Elle déboule dans le corridor, enferme ses affaires dans son casier et file au parking retrouver sa McLaren favorite. Le GPS en route, le moteur chaud et le bruit agréable de sa voiture vrombissante la fait sourire. L'adolescente appuie sur l'accélérateur et quitte Notari à pleine vitesse. Plus vite elle sera partie, plus vite elle sera revenue.

Le portail s'ouvre d'un claquement électrique. Rien n'a changé. La pelouse parfaitement tondue, les baies vitrées de la villa et l'agréable senteur de lavande emplit toujours l'air. Eillana gare sa voiture dans l'allée. Elle rase les parois et pousse la porte d'entrée, hésitante. Le sol est recouvert d'un carrelage brillant. Le plafond est orné de fresques anciennes et quelques anges sont incrustés dans les dorures.

- « Bonjour mademoiselle ! Cela faisait longtemps ! »

Une petite dame aux cheveux bouclés mêlées en deux couettes de couleurs l'accueille. Carmen prend sa veste et part la déposer dans la pièce à vêtement. Eillana lui fait un geste d'au revoir en tirant la langue et obtient une réponse similaire. Elle adore cette fille.

L'adolescente entre dans l'immense salle principale. Un salon intérieur à droite, sa cheminée et une grande cuisine en marbre font face aux vitres. La piscine à débordement est vide. A l'époque, elle y faisait des longueurs et, à ses heures perdues, observait la vue panoramique sur la ville et les champs en bordure. Maintenant l'eau s'écoule, tranquille. Pas un bruit ne vient déranger le calme environnant excepté un ballon gonflable qui stagne sur le côté.

Son père doit probablement se trouver du côté opposé au jardin.

Elle s'apprête à descendre dans les champs lorsqu'un bruit la retient. Des notes. Des notes appuyées délicatement sur une mélodie entrainante. Or, Orlando ne sait pas faire de musique. Quelque chose cloche. Eillana glisse son regard de la balle aux escaliers. Il faut être au moins deux pour jouer au ballon.

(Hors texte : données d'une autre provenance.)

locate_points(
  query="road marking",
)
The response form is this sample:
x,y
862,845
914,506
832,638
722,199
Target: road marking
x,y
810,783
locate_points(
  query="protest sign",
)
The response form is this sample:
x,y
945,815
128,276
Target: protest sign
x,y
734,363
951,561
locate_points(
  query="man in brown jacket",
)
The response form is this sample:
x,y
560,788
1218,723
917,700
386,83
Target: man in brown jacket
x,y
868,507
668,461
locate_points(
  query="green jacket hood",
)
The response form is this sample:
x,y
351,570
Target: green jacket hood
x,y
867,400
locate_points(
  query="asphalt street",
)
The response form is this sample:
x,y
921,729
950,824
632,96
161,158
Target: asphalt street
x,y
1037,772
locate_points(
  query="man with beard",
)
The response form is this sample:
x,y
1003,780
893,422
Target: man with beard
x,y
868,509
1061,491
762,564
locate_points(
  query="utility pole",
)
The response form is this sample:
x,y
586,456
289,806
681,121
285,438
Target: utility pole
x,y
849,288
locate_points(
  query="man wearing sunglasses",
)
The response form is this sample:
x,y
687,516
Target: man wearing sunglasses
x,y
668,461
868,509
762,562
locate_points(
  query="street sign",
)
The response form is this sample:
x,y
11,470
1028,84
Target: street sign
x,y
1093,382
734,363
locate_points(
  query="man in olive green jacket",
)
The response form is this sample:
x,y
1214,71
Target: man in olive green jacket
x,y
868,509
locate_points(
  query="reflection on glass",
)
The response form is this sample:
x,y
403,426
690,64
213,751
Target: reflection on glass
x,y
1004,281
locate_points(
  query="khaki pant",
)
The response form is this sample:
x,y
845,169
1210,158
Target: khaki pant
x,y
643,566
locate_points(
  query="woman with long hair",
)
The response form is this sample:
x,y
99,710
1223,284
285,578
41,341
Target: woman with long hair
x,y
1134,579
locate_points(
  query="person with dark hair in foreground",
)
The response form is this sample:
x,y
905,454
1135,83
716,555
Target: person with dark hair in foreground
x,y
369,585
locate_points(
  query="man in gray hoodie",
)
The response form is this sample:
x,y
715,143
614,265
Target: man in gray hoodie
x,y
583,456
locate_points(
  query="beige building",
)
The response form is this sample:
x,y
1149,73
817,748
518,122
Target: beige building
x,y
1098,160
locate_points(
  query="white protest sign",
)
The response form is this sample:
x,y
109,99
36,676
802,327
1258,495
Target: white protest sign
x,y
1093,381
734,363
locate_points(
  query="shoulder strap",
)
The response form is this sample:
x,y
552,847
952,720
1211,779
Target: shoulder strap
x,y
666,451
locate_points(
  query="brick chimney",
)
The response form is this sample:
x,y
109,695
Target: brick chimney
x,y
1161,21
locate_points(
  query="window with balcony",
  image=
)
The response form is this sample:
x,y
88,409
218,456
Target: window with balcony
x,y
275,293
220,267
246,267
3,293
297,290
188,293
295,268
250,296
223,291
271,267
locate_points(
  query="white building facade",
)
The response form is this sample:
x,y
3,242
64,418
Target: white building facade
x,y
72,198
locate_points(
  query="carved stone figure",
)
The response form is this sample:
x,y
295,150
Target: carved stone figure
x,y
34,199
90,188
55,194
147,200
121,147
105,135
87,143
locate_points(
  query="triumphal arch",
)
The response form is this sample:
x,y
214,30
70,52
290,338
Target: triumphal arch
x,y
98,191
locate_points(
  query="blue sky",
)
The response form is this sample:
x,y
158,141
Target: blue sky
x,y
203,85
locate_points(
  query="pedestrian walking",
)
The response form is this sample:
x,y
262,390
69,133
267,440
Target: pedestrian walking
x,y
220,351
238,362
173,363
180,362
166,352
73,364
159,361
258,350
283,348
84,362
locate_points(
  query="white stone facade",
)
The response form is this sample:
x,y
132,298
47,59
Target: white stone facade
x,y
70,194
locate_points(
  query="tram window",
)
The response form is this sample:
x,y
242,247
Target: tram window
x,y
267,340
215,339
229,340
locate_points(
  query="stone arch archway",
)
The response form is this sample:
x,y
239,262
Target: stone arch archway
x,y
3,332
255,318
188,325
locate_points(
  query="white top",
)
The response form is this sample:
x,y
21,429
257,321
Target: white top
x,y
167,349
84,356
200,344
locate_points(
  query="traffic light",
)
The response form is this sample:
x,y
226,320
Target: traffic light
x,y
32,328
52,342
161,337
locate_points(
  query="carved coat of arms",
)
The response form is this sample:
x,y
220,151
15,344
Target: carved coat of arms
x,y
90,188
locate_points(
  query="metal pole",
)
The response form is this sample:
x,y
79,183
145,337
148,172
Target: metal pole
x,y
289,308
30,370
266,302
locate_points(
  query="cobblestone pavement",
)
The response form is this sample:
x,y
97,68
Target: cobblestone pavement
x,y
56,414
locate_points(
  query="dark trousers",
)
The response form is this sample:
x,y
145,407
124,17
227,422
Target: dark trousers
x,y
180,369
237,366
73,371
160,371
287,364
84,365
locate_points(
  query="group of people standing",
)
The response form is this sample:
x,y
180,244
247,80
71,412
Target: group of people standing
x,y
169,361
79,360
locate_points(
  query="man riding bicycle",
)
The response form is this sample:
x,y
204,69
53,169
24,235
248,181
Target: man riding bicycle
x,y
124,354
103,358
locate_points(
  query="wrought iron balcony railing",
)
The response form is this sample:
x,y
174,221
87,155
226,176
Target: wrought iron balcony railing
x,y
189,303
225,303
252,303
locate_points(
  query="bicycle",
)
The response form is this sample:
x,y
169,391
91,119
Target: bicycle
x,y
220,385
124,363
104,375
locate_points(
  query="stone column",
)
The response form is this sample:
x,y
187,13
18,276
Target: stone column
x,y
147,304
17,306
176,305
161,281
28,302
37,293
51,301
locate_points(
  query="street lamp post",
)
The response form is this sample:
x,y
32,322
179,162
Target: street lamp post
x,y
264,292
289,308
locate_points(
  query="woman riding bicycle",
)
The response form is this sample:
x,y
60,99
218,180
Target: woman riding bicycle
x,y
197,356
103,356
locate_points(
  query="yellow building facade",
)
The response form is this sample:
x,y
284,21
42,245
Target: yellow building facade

La jeune fille se précipite à l'étage du dessus. Elle se stoppe net à la dernière marche. La bibliothèque blanche et or résonne d'une mélodie classique. Et, bien qu'elle ne connaisse pas la personne qui la joue, elle se doute de son identité.

- « Eillana ? »

Son père lui jette un regard surpris. D'habitude, elle ne prend jamais la peine de venir le voir. L'inconnue l'a vue mais ses doigts continuent de pianoter. A la fin de la partition, Orlando applaudit théâtralement.

- « Bravo ! C'était superbe. » Il enlace la jeune femme avec tendresse avant de se rendre compte que sa fille est toujours là. « Ma chérie je te présente Hortense. Hortense, voici Eillana. »

La femme lui tend la main. L'adolescente la dévisage de bas en haut avec une expression supérieure. Jupe moulante bleu marine, chemise blanche, yeux en amande peau métisse et cheveux frisés... Ses vêtements de marques viennent sûrement de son père.

- « Hortense est compositrice. » sauve Orlando pour combler le silence. « Elle fait de magnifique symphonie et joue de plein d'instruments. Vous pourriez faire de la guitare ensemble ! »

- « Quel morceau ? » interrompt Eillana, son sourcil haut et dédaigneux.

- « Oh rien de connu... Quelques musiques de film, mais pas forcément de grand écran ! »

La jeune fille lève insolemment les yeux au ciel. Une artiste inconnue au bataillon qui charme un milliardaire. C'est bien ce qu'elle pensait : une croqueuse de diamant. Maintenant reste à savoir comment cette intruse fauchée avait fait la connaissance de quelqu'un d'aussi important.